Podcasts are radio at its finest. As such, they should be lauded and enjoyed, and most importantly shared. I am an official podcast connoisseur, a title I bequeathed upon myself as I have listened to literally - a word that I have, for figuratively the first time ever, used correctly here - thousands of episodes of podcasts. These shows come in such varied flavors that anyone can find something to like. While we continue many of my own personal favorite shows, this is about exploring new shows as much as sharing old ones. From the dreadfully popular to the freaky basement recordings of strangers, welcome to Podcap. This week we visit with Penn’s Sunday School, for the episode “Live From Boston: A Balls Grabbing Good Time,” released January 26, 2014.

What denomination is this service?
Penn Jillette is the voice of the magic duo Penn & Teller. Actually, it’s Teller who is the magician. Penn is, by his own admission, more of a carnival barker for the two. Now on Adam Carolla’s podcasting network, Carolla Digital, Penn dispenses with his filthy and perverted beliefs. With his friends and fellow libertines Michael Goudeau, Matt Donnelly, and Dustin Knouse, Penn entertains with a litany of anecdotes, behind the scenes revelations, and things that drive the group mad. It’s part political commentary, a modicum of religious discussion, and a whole shitload of sexual perversions.

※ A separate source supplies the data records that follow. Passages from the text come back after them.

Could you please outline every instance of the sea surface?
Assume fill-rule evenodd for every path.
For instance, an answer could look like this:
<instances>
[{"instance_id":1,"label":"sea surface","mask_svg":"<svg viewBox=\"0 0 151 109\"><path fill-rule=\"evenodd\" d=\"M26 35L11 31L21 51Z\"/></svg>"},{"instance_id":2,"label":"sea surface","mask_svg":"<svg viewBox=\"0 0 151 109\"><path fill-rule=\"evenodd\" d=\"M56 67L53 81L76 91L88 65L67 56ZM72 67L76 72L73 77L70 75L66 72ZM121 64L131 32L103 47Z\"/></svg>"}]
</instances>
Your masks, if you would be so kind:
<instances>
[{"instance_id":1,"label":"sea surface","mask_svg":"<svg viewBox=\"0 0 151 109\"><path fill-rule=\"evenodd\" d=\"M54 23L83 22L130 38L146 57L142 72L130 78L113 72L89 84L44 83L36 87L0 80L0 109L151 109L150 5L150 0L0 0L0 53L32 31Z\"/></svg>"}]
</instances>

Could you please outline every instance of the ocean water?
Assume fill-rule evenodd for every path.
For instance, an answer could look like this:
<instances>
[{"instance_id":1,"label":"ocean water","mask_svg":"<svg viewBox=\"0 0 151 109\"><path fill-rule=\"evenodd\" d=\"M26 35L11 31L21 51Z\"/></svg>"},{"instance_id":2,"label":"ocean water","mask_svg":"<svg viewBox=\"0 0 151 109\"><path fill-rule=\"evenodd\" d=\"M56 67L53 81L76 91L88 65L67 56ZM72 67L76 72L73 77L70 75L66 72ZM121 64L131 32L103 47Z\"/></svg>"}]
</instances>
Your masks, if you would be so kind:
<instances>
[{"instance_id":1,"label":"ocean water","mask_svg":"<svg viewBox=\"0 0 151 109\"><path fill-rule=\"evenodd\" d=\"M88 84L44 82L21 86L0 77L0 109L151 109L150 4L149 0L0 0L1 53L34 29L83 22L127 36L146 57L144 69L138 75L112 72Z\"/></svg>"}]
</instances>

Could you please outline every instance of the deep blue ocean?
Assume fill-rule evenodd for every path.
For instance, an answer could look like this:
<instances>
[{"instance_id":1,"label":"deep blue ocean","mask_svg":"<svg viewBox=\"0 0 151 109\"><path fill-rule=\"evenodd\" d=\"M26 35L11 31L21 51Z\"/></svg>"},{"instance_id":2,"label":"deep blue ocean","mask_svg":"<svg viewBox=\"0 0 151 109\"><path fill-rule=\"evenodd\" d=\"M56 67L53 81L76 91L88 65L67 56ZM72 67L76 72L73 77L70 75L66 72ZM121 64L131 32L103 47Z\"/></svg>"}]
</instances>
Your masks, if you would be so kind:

It’s Not Even Tuesday, What’s Up With The Monkey?
Penn’s Sunday School doesn’t have the laundry list of inside jokes that most podcasts do, but instead relies on the personality quirks of the hosts. The show’s longest running gag is what’s referred to as “Monkey Tuesday.” This harkens way back to Penn Radio on Free FM, where Penn and Michael Goudeau would take calls and questions about an array of primates. Whenever someone says the phrase, “Monkey Tuesday,” the theme song has to be played. It’s a fast paced jazzy piano diddy with horribly wrong monkey screeching noises interspersed within. Composed by Mike Jones, the bandleader for Penn & Teller, it’s the most distinctive aspect of the show.

Penn himself deflects praise by heaping it upon others. It’s one of his charming attributes, and is responsible for him being respected in the entertainment business. He’s a man who loves the art of entertaining, and shares his feelings with everyone. So he spends much of the time lauding his cohosts, or explaining how Teller is the one who studied magic for years and is incredible with his hands. In the end he ends up being the most engaging person in the room because he can’t be anything else, despite monumental attempts otherwise.